Itchy dog...home remedies anyone?

Discussion in 'The Watercooler' started by SomewhereOutThere, May 26, 2015.

  1. SomewhereOutThere

    SomewhereOutThere Well-Known Member

    Well, it's the time of year that one of my dogs gets blotchy, itchy skin.

    If any of you have dogs who seem to seasonally break out and then bite and lick their skin, can you tell me what you use that seems to work? I feel so sorry for him.
     
  2. donna723

    donna723 Well-Known Member

    This is the time of year when mine come down with fleas. I don't have any home remedies (other than the old standby, the blue Dawn dish detergent) but that can possibly dry the skin even more and make them even more itchy. I get mine each a dose of Comfortis from the vet. Usually one dose is all it takes and the fleas don't come back. A lot of skin problems are caused by food allergies too. You might try a good grain-free food for a while and see if that makes a difference.
     
  3. Calamity Jane

    Calamity Jane Well-Known Member

    If you think it might be pollen-related, I've heard from other "dog moms' " that soothing oatmeal baths do the trick.
     
  4. JulieAnn

    JulieAnn Member

    Just had some experience with a product called Nu Stock. It's wonderful. They use it on horses, etc. I will even use it on me for a rash or any itchiness. After Lola gets a bath, I just dab it on the hot spots.

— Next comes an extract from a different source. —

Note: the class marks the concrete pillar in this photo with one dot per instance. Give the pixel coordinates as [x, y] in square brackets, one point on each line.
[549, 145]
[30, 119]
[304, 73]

Itch goes away immediately. Stinks but works beautifully. Amazon carries it, as well as feed stores.
     
  5. Scent of Cedar *

    Scent of Cedar * Well-Known Member

    Our little guy has allergies, too. I agree that it could be fleas. If that is not the problem, it could be allergies to pollen ~ the same kind of thing humans get when exposed to something we are allergic to, too. Claritin or benadryl are safe for our dogs. Call your vet to clarify dosage. Our vet told us that unless wheezing or itching are causing the animal to suffer, we do not need to treat. They are not like us, worrying about why they aren't breathing well, or why they are itching. Try benedryl first. If your dog becomes sleepy or lethargic, switch to claritin.

    Clarify with your vet before trying either medication, okay?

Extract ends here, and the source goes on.